NBP : minimum minimorum
Les banques centrales d’Europe centrale ont été les premières à s'engager sur la voie de la normalisation de la politique. Bien avant le récent virage opéré par Jerome Powell aux États-Unis, elles ont changé leur fusil d’épaule en donnant (plus) la priorité à l’inflation. Cette décision a, dans certains cas, été dictée par une vision orthodoxe de la politique (Tchéquie). Mais en Hongrie et en Pologne, le cycle de resserrement a été lancé parce qu'il n'y avait pas d'autre choix. L’inflation ne cessait en effet de s'éloigner de l’objectif et la faiblesse des taux à long terme réels ne faisait qu’aggraver le problème via une devise faible.
Hier, les yeux étaient de nouveau tournés vers la banque centrale polonaise (NBP). Après un premier relèvement inattendu de 0,1 % à 0,5 % en octobre, celle-ci avait encore fortement rehaussé son taux directeur en novembre (+0,75 % à 1,25 %). La question était de savoir si elle allait maintenir ce rythme. Les raisons de le faire ne manquaient pas. En novembre, l’inflation polonaise a progressé de 1 % en glissement mensuel et 7,7 % en glissement annuel, un taux plus de trois fois supérieur à l’objectif de 2,5 % (+/- 1 % de marge de tolérance). Cette accélération des hausses des prix devient un problème politique et le gouvernement prend donc des mesures pour atténuer provisoirement ces hausses. Le gouvernement ressent de plus en plus les conséquences de la politique de soutien à la croissance extrême fixée d'un commun accord entre le gouvernement et la NBP du président Glapinski. Ce dernier a opéré une sérieuse volte-face ces dernières semaines. Après avoir longtemps déclaré que la NBP ne relèverait probablement pas son taux directeur avant la fin de son mandat (juin 2022), la première hausse de septembre a probablement été le fruit d'un débat intense. Ces dernières semaines, l’ancienne colombe a cependant de plus en plus brandi la carte de la lutte contre l’inflation. Il a également reconnu que l'affaiblissement de la devise (un autre cheval de bataille) n’aidait pas l’économie aujourd'hui. Au contraire, le nouveau mantra est que le zloty peut maintenant refléter la vigueur de l’économie et de la reprise et contribuer ainsi à limiter l’inflation.

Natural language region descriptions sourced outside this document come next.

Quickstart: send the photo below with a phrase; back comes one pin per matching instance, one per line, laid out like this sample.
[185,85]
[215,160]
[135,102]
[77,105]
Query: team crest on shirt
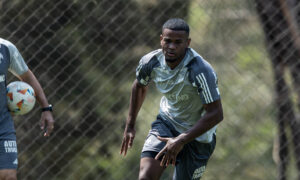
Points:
[1,57]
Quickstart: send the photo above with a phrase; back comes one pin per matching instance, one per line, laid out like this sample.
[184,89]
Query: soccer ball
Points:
[20,97]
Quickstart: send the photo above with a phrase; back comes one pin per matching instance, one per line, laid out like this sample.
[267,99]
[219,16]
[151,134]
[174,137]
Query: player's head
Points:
[175,39]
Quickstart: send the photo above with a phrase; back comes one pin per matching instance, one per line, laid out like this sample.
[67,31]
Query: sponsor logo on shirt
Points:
[179,98]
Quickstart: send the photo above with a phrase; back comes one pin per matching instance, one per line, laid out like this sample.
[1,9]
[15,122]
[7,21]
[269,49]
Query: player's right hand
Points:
[127,141]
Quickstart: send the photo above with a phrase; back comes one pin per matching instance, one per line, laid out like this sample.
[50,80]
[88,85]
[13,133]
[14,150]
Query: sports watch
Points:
[49,108]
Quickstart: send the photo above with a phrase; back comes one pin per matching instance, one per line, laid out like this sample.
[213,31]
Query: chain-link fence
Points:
[84,54]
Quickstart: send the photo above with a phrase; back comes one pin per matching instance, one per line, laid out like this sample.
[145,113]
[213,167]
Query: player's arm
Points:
[19,68]
[138,94]
[46,118]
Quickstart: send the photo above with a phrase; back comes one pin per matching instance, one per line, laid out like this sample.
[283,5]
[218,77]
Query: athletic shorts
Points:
[8,154]
[190,162]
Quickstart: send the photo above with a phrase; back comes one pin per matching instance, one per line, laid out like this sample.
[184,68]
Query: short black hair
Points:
[176,24]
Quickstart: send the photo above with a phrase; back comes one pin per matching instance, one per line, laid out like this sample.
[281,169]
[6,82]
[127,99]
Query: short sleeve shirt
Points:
[185,88]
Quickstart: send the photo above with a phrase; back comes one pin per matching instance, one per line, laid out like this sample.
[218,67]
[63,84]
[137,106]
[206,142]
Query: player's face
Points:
[174,44]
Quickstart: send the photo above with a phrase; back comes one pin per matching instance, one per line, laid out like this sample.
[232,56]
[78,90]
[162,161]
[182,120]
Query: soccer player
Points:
[184,133]
[11,60]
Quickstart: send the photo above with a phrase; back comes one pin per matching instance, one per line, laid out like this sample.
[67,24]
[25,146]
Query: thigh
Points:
[193,160]
[150,169]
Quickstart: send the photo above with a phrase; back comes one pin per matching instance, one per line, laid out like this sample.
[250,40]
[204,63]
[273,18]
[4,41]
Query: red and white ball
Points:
[20,97]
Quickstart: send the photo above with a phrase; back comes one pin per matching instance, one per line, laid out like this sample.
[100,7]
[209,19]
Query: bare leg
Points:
[150,169]
[8,174]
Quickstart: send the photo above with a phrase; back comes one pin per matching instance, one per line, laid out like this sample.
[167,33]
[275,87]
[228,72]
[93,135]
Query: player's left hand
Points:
[47,122]
[170,151]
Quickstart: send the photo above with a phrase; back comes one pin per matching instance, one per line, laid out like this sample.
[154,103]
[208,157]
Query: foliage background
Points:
[84,54]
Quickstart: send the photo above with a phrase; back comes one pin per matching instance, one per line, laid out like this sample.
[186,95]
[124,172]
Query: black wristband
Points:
[49,108]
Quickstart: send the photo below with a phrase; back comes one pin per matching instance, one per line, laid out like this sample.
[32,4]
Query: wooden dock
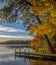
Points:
[30,55]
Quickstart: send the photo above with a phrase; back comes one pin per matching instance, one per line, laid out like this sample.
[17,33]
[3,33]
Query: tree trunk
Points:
[49,44]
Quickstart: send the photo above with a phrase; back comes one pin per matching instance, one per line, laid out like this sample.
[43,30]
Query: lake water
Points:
[7,57]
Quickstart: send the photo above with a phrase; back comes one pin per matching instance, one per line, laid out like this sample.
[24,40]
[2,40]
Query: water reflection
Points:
[7,57]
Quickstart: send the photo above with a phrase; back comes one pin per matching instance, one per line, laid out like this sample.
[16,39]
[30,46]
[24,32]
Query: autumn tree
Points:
[38,16]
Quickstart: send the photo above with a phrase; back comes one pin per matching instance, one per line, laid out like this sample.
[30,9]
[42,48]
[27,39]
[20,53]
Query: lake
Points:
[7,57]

Avant la réunion de politique d’hier, le marché hésitait entre 50 et 75 points de base (voire plus). La banque a finalement opté pour un léger rehaussement de 50 pb à 1,75 %. Le "virage opéré par Glapinski" ressemble manifestement plus à un ajustement qu’à un véritable revirement, ce qui a déçu une partie du marché. Le communiqué publié après la décision donne très peu d’indices sur le calendrier et l’ordre de grandeur des prochaines interventions. La NBP reconnaît que l’inflation pourrait rester supérieure à l’objectif sur l’ensemble de l’horizon de politique. En théorie, cela signifie qu'elle devrait continuer à intervenir de manière significative.D’un autre côté, la banque répète aussi qu’elle continuera à tenir compte des répercussions sur la croissance. Après la lecture du communiqué, on a l'impression que l’inflation n'est désormais plus la seule priorité de la NBP. Le marché l’a d'ailleurs compris. Les taux à court terme, qui reflètent l’évolution attendue de la NBP, sont 15 à 25 points de base plus bas qu'il y a deux jours. L’engagement de la NBP n'est jusqu’à présent tout de même pas encore aussi prononcé que celui de ses voisines tchèque et hongroise. Les colombes au sein du MPC n'ont certainement pas encore été totalement "plumées" par les faucons.
Hier, le zloty a reculé d’un cran, mais les dégâts auraient pu être pires. Le communiqué mentionne que les interventions sur les taux de change font toujours partie de l'arsenal de la banque centrale. Auparavant, il s’agissait d’interventions visant à maintenir un zloty faible, mais ce n’est aujourd'hui plus nécessaire. Est-il possible que cet instrument soit désormais utilisé de manière symétrique pour des achats de zloty ? Ce ne sont pour le moment encore que des mots. Nous en saurons peut-être un peu plus lors des explications qui seront données cet après-midi. Quoi qu’il en soit, la NBP a laissé passer une chance de donner un signal de proactivité. La banque donne à nouveau l’impression de ne pas vouloir faire beaucoup plus que le strict nécessaire. Apparemment, il n'y aura pas de matelas de protection. Dans ce contexte, il devient difficile pour le zloty de poursuivre sa récente remontée. La devise polonaise zloty disposera de peu de soutien (des taux réels), surtout si le variant omicron continue de peser sur le sentiment général vis-à-vis du risque.